Completó el elenco el multipremiado barítono tapatío Jorge Ruvalcaba, quien tras su estancia formativa en el Staatsoper Stuttgart se ha incorporado al Theater Aachen y si algo se le nota, es su experiencia. Su soltura. Si vocalmente es espléndido, gracias a su emisión robusta, bello timbre y sólida técnica que le permite afrontar con maestría el demandante canto sillabato rossiniano, la simpatía y desparpajo con que delineó a su Germano, ese criado maleducado e impertinente al que dio vida, propiciaron las más sabrosas carcajadas del respetable y eso, es invaluable, ya que va más allá del impecable trazo marcado por Martín del Campo. Quede su Amore, dolcemente, como uno de los momentos memorables de esta puesta.
No sé qué admiro más en Rodrigo Macías: si la paciencia con que ha trabajado con sus atrilistas hasta lograr que se desempeñen en el ámbito operístico con la misma solvencia que en el sinfónico, ¡ay, tan distinto!, o su pasión por la ópera.
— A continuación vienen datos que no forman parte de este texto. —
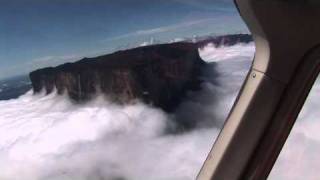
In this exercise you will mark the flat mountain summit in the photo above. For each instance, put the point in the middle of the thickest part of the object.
(157, 74)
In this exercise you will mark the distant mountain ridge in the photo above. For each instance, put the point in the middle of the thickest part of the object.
(156, 74)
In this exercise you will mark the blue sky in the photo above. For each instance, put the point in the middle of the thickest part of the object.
(40, 33)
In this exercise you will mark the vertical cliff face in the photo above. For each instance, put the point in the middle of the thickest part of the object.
(158, 75)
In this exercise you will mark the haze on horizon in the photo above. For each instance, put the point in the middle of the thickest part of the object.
(41, 33)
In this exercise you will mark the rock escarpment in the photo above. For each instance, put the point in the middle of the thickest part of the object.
(158, 75)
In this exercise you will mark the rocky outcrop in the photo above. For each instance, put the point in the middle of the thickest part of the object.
(158, 75)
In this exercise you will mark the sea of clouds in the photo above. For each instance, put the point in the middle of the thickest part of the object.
(50, 138)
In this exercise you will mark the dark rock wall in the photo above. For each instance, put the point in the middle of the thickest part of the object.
(159, 75)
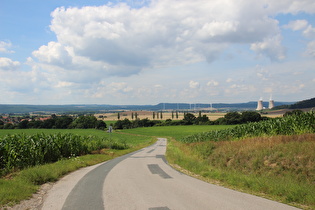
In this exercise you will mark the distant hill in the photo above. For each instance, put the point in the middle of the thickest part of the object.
(95, 108)
(309, 103)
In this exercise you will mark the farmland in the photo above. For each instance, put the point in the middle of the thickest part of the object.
(273, 158)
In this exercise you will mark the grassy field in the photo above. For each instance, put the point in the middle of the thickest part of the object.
(278, 167)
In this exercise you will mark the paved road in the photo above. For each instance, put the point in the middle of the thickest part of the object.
(143, 180)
Lejos de amilanarse cuando los recortes presupuestales y la pandemia frenaron su proyecto de hacer la Tetralogía wagneriana con la OSEM, echó a andar su capacidad administrativa para ver qué podía hacer con los pocos centavos que le han dejado; su empeño ha trascendido la sede de su orquesta al revitalizar estos teatros maravillosos que florecieron en una época que –tal y como revela la Doctora Áurea Maya en Ópera y gastos secretos, su libro de próxima aparición- a diferencia de ahora, el gobierno destinaba generosas partidas a este magno espectáculo, decisivo para moldearnos como nación e insertarnos en la modernidad.
Ante la “nueva normalidad”, y viendo el empeño de Clara Brugada al comisionar una ópera sobre Cuitlahuatzin, anhelo que me den razones para hacer a un lado el pesimismo que sembró en mí el desinterés de esta administración hacia la cultura y ver hecha realidad aquella frase que Lampedusa insertó en Il Gattopardo, y pugna porque “si queremos que todo siga como está, es necesario que todo cambie”. Ojalá.